The way it works is that blocks separate into strings, and these strings then get connected. This, in turn, means things can be split up and won’t collide and interfere with one another necessarily.
EOS claims to be able to do millions of transactions per second, but although they claim to be able to do this, their network is currently doing 3000. This is because the network is having trouble sustaining that many transactions and maintain speed at the same time.
In fact, according to https://bloks.io/ out of the 3000 transactions per second that the network can currently handle: the amount of transactions that are being done per second is fluctuating barely near 100.
Tezos, on the other hand, does 40 transactions per second, which leaves it far behind EOS in terms of speed because it focuses more on decentralization and security.
But this is where the Self-Amendment part comes in. Until now, there has not been a need for anything faster. But, if a Dapp comes in and needs it, the protocol can be updated as needed.
Tezos uses Michelson for its smart contracts. Michelson is a programming language that allows for a process known as, formal verification.

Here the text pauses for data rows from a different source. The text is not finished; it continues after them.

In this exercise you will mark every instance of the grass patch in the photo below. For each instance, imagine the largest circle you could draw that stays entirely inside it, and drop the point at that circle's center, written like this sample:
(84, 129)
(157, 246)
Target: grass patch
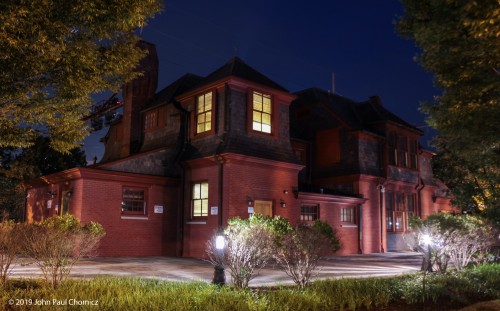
(113, 293)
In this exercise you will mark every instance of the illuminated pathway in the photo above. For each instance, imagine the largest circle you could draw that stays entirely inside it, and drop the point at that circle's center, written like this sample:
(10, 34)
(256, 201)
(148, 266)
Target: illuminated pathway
(186, 269)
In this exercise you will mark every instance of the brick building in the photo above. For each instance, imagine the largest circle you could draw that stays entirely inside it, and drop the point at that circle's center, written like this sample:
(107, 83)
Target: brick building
(180, 162)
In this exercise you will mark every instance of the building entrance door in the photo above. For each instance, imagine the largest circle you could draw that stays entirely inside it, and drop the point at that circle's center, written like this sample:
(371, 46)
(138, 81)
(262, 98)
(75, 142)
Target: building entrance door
(265, 208)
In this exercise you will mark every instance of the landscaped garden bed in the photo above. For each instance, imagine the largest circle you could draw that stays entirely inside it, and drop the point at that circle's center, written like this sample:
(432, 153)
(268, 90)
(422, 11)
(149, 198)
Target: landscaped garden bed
(442, 292)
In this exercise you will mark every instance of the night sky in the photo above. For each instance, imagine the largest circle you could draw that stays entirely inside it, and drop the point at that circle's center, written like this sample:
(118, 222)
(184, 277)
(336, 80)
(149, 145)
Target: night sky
(298, 44)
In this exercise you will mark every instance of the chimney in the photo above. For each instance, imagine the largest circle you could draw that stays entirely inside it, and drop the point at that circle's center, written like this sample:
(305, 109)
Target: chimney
(136, 94)
(375, 99)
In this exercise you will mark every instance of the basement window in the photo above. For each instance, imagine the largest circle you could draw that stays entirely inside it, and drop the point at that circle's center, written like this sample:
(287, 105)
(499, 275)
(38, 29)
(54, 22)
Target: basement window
(133, 202)
(309, 212)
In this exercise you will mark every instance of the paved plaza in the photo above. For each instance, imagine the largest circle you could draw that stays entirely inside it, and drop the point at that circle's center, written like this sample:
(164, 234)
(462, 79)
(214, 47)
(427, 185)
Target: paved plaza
(188, 269)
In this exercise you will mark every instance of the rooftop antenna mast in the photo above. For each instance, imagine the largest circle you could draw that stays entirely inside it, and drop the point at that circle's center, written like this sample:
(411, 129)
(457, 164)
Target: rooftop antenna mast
(333, 82)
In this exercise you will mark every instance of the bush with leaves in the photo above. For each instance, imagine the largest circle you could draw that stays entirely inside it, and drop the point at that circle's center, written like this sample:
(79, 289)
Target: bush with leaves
(299, 251)
(9, 247)
(249, 246)
(459, 239)
(57, 243)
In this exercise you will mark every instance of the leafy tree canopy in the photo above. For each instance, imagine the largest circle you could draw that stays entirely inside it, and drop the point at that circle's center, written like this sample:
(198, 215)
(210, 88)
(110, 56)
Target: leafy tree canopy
(18, 165)
(54, 54)
(460, 45)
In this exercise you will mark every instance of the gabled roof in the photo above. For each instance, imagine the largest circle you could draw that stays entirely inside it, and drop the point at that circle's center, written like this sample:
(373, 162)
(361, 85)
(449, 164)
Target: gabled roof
(179, 86)
(372, 111)
(236, 67)
(357, 115)
(340, 106)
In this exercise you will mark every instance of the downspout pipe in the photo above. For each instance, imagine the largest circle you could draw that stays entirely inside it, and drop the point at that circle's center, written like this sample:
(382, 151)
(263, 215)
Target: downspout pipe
(382, 209)
(218, 154)
(360, 230)
(185, 124)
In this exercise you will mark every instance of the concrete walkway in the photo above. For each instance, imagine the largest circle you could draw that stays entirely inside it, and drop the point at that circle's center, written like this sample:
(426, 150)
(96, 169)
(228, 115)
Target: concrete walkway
(187, 269)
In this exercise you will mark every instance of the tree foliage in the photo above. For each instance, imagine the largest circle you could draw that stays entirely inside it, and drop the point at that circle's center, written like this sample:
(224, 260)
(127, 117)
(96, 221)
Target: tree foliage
(460, 45)
(54, 55)
(19, 165)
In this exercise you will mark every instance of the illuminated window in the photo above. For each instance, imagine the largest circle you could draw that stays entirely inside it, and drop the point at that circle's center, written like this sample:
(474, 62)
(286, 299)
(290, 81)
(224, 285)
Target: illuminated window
(133, 201)
(200, 200)
(151, 120)
(413, 154)
(261, 112)
(399, 206)
(402, 151)
(309, 212)
(391, 146)
(204, 113)
(389, 211)
(347, 215)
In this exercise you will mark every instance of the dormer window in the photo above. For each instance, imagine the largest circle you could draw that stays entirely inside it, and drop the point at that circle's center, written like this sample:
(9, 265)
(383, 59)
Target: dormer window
(261, 112)
(204, 113)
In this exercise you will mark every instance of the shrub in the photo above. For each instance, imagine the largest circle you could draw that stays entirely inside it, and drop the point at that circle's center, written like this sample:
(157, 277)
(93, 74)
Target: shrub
(58, 242)
(248, 248)
(459, 239)
(299, 251)
(9, 247)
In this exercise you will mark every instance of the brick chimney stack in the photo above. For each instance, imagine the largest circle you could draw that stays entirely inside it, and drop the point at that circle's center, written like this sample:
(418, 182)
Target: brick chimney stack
(136, 94)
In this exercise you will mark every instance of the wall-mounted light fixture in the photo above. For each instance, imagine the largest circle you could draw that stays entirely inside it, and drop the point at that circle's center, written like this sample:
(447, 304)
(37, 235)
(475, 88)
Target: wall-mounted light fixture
(282, 203)
(52, 194)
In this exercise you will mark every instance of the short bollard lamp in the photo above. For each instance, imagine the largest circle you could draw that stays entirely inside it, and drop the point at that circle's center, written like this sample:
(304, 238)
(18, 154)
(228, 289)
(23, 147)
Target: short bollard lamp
(220, 244)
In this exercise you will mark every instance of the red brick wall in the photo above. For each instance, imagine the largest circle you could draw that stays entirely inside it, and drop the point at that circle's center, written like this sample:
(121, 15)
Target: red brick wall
(139, 236)
(242, 179)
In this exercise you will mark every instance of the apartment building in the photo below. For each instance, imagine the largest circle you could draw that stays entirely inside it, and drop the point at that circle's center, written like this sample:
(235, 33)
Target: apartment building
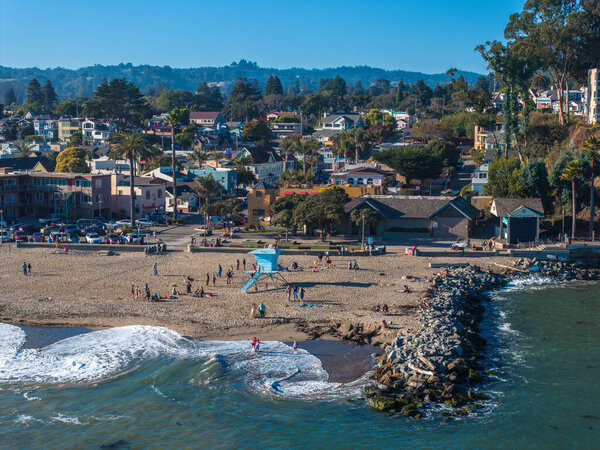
(38, 194)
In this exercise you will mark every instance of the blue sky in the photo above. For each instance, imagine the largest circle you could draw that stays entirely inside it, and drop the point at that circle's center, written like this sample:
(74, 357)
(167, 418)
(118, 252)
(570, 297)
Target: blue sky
(426, 36)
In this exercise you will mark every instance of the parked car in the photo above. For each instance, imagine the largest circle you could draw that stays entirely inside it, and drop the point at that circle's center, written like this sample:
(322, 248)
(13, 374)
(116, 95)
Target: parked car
(133, 238)
(111, 225)
(37, 237)
(112, 238)
(73, 238)
(28, 229)
(51, 219)
(144, 223)
(48, 229)
(19, 235)
(15, 227)
(93, 238)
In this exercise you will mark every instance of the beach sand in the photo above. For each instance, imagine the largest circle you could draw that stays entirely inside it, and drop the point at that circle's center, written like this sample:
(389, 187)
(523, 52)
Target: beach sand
(90, 290)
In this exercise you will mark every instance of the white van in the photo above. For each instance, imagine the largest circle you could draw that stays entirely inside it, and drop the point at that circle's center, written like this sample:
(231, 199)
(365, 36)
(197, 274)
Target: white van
(5, 235)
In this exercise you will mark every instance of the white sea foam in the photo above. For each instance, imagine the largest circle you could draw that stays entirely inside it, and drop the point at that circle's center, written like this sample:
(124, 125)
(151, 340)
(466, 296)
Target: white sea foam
(99, 355)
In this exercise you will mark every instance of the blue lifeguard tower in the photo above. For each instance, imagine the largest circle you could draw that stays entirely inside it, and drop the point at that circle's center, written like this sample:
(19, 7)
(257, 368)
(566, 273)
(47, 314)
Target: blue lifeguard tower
(266, 264)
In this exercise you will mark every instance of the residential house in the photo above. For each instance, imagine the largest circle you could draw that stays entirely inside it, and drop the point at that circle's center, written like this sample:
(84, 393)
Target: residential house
(31, 164)
(484, 137)
(278, 114)
(341, 122)
(330, 161)
(403, 118)
(519, 218)
(207, 118)
(46, 127)
(266, 165)
(593, 96)
(187, 198)
(97, 131)
(104, 164)
(444, 217)
(360, 176)
(67, 126)
(226, 177)
(262, 195)
(326, 137)
(260, 198)
(280, 130)
(149, 195)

Formal verification mathematically proves the correctness of the code governing transactions. This means that users can proof the properties of their contract and thus significantly increases the security of sensitive or financial smart contracts. Another benefit of Michelson is that it can easily be read by humans which will help in building the correctness proofs and help avoid bugs. In conclusion, it helps developers program better quality smart contracts, thus, making them more secure.
Michelson — check auditing smart contracts.
EOS Uses C++ for its smart contracts as well, and hence, the same problems occur, especially those of complexity.
Tezos has been a very-overlooked blockchain protocol in the race for a long-time. But as more and more companies adopt the technology, it’s time the world take a look at why and what makes it so great.